AMP chief economist Shane Oliver said he wasn’t surprised by bitcoin’s recent price surge, attributing it to a confluence of macroeconomic concerns driving investor interest in alternative assets.

“It’s been driven by similar things as gold: concern about high public debt levels in various countries, concern that the US government shutdown highlights the dysfunctionality of US politics, worries that inflation will take off, search for a safe haven in the face of various geopolitical risks," Oliver told InvestorDaily.

He also cited the weakening US dollar and rising expectations of further Fed rate cuts as key factors.

“Much of this relates to a concern that paper currencies like the US dollar will be further ‘debased’,” Oliver said. “If central banks stick to their inflation targets, then the risk [of currency debasement] is low, but not insignificant, which is why some are seeking protection against it.”

Institutional acceptance of bitcoin continues to grow. In a notable move, Morgan Stanley, one of Wall Street’s more conservative players, has formally endorsed cryptocurrency as part of a balanced portfolio.

It’s another example of how bitcoin is becoming more accepted at an institutional level,” Oliver said in response.

A special report from Morgan Stanley’s Global Investment Committee (GIC) recommends that clients allocate 2–4 per cent of their portfolios to cryptocurrency, with a particular focus on bitcoin.

“The GIC recommends that financial advisers and clients rebalance multi-asset portfolios with cryptocurrency allocations on a regular, periodic basis: preferably quarterly or at least annually. Such rebalancing will dampen the potential for swelling positions, which could mean outsized portfolio-level volatility and cryptocurrency risk contributions in periods of macro and market stress,” the report said.

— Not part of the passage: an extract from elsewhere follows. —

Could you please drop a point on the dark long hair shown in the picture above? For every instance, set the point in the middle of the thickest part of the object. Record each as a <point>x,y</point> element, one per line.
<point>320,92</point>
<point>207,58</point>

Morgan Stanley described cryptocurrency as a “speculative and increasingly popular asset class”, noting that not all investors will choose to engage with it.

“We place the emerging asset class within real assets and focus our commentary here primarily on bitcoin, which we consider a scarce asset, akin to digital gold,” the report said.

The firm acknowledged that while cryptocurrency has delivered outsized returns with declining volatility in recent years, it could still experience heightened volatility and stronger correlations with traditional assets during times of macroeconomic stress.

“Given its limited history, we have prepared a series of forward-looking simulations to stress-test stand-alone and portfolio allocations to cryptocurrency, which highlight the potential for greater drawdowns, swelling allocation levels, and higher volatility and rising risk shares,” the report said.

The world’s largest asset manager, BlackRock, currently recommends a 1–2 per cent bitcoin allocation within a traditional 60/40 portfolio, warning that exceeding this could disproportionately raise overall portfolio risk.

Meanwhile, new research from JP Morgan suggests bitcoin may be undervalued relative to gold, with the investment bank now forecasting the asset to reach US$165,000 by the end of 2025.

Analysts highlighted that bitcoin’s volatility relative to gold has dropped to historic lows, making it more appealing to institutional investors as both a store of value and an alternative to gold.